The way it was done, the dictData contains the information for all the entries that must be shown in the site. Then, this variable gets loaded into a javascript that will decide how to display the information.

The view gets stuck in the for loop when there's lots of entries with field1 < 10.

I was just wondering, what can be done to improve this approach. With 600 entries it already takes forever, enough for gunicorn to timeout.

In case it is relevant, I am using Django 4.0.3 and Python3. The data is used in the frontend by Alpine.js to render the site.

CodePudding user response：

At first glance, your main problem is most likely you're hitting the database twice for each EntryState instance.

convertToDict method makes use of FK entry and for each entry, you also fetch the M2M tags. Solution is to optimize the query.

First, let's identify the problem. When you put this code before the end of the view, you'll see how many times you're hitting the database in the console.

def myView(request):
    ....
    from django.db import connection; qq=connection.queries; print(f'QUERY: {len(qq)}')
    return render(request, 'my_template.html', context)

Now, try to improve the query in the view.

query = EntryState.objects.filter(field1 < 10)  # Assuming this is a valid query that uses something like `field1__lt=10`

You can use select_related for the Entry FK so that it'll be retrieved within that single query (Saves N hits to the DB)

query = EntryState.objects.filter(field1__lt=10).select_related('entry')

Also you can add prefetch related to retrieve the tags for ALL entries in one hit.

query = EntryState.objects.filter(field1__lt=10).select_related('entry').prefetch_related('entry__tags_set')

After each change, you can see how many times you hit to the database so that you can see the problem getting fixed. You can check the number of DB hits again to ensure it's optimized.

For more info, please read about query optimization, select_related and prefetch_related.

You can also use some apps to monitor the performance of your views: django-silk, django-debug-toolbar

Source: https://docs.djangoproject.com/en/4.0/ref/models/querysets/#select-related

CodePudding user response：

You are attempting to render a template containing huge amounts of data.

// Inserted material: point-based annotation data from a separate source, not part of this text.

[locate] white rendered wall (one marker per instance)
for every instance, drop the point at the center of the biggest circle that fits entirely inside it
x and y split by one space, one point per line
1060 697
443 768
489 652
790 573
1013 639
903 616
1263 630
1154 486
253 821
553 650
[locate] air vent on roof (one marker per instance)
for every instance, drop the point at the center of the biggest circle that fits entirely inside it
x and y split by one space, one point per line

In this case I think you should consider splitting the data you send into template and entries as two different request types. Meaning you send the template, and then your alpine.js loads the entries one by one. (Edit: I mean in packages of 50 or so, please don't make a request for each entry...)

For this you can use either a ready made REST Framework Application for django or deploy your own solution.

Of course that way the user will not see any data after loading the template. Instead they will have to wait for the second request. The advanced solution to this is rendering only the first 100 entries or so which the user will see, and use your new REST API for the remaining data. You could use the lazy loading alpine.js plugin Intersect, it will help your performance overall aswell!